The court instead laid out a four-factor balancing test between the two extremes. Roberts noted that courts should “carefully assess whether the asserted legislative purpose warrants the significant step of involving the president and his papers.” Subpoenaed should be “no broader than reasonably necessary to support Congress’s legislative objective” to avoid unnecessary conflict between branches. Courts, Roberts explained, “should be attentive to the nature of the evidence offered by Congress to establish that a subpoena advances a valid legislative purpose.” And they should “be careful to assess the burdens imposed” on a president to ensure lawmakers aren’t simply seeking an “institutional advantage.” His list was not exclusive: “Other considerations may be pertinent as well; one case every two centuries does not afford enough experience for an exhaustive list,” Roberts added.

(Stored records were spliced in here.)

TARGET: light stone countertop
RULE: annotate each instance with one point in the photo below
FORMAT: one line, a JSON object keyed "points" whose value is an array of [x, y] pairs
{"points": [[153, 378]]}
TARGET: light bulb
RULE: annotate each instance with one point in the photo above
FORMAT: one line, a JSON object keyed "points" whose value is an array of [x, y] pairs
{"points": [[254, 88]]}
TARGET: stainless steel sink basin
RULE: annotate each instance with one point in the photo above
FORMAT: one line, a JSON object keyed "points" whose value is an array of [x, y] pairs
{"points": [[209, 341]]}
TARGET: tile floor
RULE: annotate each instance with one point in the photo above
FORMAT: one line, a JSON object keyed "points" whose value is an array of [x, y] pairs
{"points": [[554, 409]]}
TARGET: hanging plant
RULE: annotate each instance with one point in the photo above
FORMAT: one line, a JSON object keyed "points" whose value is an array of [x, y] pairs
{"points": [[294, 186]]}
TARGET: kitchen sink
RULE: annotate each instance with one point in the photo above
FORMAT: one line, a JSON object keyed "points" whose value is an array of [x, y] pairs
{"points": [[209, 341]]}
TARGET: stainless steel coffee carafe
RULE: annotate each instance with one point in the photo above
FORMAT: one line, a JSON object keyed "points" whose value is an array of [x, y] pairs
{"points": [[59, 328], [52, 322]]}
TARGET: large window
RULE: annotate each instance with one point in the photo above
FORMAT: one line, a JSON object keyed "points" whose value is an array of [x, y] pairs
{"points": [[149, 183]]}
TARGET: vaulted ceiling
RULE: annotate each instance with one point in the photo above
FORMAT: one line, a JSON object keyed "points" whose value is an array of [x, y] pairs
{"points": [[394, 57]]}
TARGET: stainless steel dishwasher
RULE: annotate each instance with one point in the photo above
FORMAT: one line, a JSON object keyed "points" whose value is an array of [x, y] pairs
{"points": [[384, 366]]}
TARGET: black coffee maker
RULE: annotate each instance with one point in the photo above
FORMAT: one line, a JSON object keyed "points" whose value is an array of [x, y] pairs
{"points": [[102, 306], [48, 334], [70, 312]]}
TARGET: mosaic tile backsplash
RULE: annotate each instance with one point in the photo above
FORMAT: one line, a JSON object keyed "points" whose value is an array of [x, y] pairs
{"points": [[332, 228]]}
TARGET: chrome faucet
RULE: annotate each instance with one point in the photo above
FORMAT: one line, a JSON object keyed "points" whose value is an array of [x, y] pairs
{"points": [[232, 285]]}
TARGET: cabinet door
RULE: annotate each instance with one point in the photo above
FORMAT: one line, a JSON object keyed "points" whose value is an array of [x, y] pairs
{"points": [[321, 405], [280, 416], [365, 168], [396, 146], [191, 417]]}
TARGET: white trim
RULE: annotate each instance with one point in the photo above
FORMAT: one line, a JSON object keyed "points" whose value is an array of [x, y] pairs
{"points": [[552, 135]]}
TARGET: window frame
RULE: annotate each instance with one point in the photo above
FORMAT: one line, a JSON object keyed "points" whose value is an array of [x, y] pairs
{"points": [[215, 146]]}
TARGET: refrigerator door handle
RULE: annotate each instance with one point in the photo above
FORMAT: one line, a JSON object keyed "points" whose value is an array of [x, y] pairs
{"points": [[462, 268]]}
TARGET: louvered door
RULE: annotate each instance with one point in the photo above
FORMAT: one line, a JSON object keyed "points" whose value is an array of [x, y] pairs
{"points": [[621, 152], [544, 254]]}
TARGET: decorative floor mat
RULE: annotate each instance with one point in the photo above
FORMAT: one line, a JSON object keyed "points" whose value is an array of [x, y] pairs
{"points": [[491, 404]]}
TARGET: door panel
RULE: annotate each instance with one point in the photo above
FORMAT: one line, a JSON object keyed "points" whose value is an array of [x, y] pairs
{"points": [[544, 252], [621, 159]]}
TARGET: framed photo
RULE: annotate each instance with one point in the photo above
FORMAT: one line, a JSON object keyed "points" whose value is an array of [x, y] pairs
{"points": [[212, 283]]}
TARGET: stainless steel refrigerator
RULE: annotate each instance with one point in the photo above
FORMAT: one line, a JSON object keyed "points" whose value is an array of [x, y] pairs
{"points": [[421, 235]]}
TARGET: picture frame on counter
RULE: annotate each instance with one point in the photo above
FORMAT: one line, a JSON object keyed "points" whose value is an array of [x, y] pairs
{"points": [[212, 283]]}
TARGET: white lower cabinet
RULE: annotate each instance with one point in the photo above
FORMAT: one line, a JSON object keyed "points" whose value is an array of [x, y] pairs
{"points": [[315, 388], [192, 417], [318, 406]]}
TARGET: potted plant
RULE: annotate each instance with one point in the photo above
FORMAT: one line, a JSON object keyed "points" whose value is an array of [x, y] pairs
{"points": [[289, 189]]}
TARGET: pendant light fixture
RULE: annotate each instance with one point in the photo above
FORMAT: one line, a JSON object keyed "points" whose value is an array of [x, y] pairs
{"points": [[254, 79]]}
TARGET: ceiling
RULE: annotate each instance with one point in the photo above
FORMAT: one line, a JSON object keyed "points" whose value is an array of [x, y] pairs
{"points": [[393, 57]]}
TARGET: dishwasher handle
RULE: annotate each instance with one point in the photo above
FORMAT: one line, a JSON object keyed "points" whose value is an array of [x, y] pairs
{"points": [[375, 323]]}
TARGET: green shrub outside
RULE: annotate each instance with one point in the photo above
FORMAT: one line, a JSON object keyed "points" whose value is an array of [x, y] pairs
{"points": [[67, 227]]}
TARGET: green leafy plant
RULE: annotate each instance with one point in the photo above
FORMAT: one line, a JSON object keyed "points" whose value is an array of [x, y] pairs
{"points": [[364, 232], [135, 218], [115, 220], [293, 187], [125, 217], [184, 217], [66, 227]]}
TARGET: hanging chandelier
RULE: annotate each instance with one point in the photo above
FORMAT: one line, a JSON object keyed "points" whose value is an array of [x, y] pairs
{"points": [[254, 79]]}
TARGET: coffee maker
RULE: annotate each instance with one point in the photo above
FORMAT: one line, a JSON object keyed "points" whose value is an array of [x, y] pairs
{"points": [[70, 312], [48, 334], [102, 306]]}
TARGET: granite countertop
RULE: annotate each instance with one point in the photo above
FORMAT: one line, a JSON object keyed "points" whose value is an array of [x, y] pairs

Those factors placed new hurdles on lawmakers’ ability to obtain the president’s personal records. At the same time, the court reaffirmed Congress’s general power to investigate and issue subpoenas to fulfill its legislative duties. Thomas, writing again in dissent, said he would have blocked lawmakers’ inquiries altogether unless part of an impeachment inquiry. “I would hold that Congress has no power to issue a legislative subpoena for private, nonofficial documents—whether they belong to the President or not,” he wrote. Trump, for his part, unsuccessfully argued that Congress should have to meet the same strict threshold that the Watergate special prosecutor had to meet to obtain Richard Nixon’s White House tapes.
It’s not yet clear how these thresholds will shake out in practice. In Mazars, Trump may yet be able to convince the lower courts that Congress’s rationale for seeking his financial records is too broad, too partisan, or too purposeless. Vance will likely have an easier road to obtaining the records he seeks, though Trump’s slow-walking strategy in the courts will likely delay it as long as possible. Americans will almost certainly head to the polls in the 2020 election without having seen Trump’s tax returns, just as they did in the 2016 election. At this point, however, voters hardly need them to make a full assessment of the man.

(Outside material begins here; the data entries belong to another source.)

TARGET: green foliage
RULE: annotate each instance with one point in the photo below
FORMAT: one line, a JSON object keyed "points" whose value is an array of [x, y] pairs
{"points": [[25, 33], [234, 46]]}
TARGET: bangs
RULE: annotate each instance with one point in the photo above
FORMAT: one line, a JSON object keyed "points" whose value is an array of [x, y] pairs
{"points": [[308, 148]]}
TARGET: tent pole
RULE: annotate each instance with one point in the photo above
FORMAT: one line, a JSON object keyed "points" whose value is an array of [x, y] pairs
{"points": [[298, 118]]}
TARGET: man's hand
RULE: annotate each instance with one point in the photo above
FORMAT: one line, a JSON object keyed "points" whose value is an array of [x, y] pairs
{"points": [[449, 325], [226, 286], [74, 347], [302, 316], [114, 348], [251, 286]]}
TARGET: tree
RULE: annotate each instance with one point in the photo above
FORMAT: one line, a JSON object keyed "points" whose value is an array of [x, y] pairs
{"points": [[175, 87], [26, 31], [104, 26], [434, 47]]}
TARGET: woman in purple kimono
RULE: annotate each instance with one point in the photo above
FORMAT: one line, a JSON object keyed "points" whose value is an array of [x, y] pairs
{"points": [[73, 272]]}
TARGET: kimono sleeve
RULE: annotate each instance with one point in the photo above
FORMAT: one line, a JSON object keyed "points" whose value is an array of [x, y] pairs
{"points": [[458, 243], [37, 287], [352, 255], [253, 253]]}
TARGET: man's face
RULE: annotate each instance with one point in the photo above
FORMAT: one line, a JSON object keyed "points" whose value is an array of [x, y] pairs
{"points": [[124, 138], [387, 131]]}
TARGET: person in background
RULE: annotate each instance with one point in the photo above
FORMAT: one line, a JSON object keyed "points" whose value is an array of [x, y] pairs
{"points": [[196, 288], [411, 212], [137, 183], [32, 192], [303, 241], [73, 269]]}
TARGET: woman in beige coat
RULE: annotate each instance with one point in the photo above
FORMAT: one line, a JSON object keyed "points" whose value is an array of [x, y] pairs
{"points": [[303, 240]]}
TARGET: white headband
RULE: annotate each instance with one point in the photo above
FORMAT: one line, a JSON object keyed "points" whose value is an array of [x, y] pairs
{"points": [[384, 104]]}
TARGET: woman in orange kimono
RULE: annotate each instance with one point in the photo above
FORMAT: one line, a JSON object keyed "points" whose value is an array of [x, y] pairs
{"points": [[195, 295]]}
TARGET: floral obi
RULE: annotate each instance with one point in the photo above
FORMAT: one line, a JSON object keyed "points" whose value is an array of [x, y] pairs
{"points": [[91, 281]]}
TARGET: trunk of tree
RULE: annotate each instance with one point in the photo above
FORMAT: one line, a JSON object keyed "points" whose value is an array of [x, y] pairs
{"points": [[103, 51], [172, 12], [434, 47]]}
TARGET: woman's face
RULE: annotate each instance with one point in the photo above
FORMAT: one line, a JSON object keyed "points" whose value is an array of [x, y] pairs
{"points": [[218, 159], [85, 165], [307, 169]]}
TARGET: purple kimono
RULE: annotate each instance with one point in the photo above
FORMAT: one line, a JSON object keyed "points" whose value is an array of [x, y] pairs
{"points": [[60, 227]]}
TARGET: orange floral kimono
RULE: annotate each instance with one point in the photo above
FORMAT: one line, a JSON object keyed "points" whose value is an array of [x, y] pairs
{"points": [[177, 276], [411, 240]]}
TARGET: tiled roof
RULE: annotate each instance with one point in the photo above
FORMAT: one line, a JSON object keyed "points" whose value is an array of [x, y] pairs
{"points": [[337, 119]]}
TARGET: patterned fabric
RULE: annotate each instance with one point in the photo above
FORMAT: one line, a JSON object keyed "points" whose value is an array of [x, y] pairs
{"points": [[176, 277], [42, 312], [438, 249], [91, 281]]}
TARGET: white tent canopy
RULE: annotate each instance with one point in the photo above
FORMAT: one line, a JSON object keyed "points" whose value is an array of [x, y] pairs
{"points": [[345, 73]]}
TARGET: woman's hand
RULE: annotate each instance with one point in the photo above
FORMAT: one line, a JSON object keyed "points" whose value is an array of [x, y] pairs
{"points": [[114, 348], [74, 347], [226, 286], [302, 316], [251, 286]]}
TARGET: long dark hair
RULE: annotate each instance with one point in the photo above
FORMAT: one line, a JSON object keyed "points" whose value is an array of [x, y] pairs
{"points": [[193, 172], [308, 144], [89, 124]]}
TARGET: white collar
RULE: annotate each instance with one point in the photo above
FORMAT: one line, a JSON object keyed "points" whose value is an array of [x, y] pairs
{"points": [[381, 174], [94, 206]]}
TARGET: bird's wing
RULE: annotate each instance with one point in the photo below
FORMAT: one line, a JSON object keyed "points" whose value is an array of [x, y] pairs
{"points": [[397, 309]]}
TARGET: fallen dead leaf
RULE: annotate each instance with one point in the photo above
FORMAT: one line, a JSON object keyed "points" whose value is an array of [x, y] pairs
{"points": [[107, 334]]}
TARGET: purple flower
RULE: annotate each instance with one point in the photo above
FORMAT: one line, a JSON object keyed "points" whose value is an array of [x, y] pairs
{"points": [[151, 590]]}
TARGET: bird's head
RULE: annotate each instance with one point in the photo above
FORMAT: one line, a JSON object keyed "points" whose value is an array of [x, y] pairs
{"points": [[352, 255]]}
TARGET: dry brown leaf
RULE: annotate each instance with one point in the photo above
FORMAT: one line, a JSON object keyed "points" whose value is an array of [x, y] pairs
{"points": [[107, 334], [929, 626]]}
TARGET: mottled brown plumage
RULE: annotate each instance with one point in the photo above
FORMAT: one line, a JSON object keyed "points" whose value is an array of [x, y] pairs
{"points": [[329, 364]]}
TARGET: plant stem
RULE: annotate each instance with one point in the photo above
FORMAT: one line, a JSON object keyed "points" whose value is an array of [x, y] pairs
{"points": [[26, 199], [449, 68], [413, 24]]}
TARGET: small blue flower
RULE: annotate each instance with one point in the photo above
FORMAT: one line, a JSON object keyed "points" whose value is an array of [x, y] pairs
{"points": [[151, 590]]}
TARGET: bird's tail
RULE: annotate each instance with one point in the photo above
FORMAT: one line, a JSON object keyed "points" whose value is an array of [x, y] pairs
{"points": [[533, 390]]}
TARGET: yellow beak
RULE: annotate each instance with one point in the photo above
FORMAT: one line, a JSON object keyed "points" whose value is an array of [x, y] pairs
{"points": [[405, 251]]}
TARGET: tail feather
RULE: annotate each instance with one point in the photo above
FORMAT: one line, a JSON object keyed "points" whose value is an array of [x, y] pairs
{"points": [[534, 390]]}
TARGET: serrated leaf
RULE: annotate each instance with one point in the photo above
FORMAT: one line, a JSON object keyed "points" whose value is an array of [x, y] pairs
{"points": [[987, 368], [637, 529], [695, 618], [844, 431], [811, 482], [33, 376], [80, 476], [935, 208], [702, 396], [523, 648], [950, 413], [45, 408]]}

The most important part of Thursday’s ruling may ultimately be about the nature of the presidency itself. Trump and his allies in the conservative legal movement have embraced extreme theories of presidential power, especially when it comes to Congress’s ability to conduct oversight of the executive branch. Trump himself once claimed that Article II gives him “the right to do whatever I want as president.” Under Attorney General Bill Barr, who himself holds an unorthodox view of the presidency, the Justice Department has come awfully close to making that argument in court.
The Supreme Court disagreed. “In our judicial system, ‘the public has a right to every man’s evidence,’” Roberts wrote in Vance, quoting an old English legal maxim. “Since the earliest days of the Republic, ‘every man’ has included the President of the United States.” Thursday’s rulings fell short of bringing full accountability to a presidency in desperate need of it. But in the Trump era, recognizing that presidents can be held accountable at all is a victory in and of itself.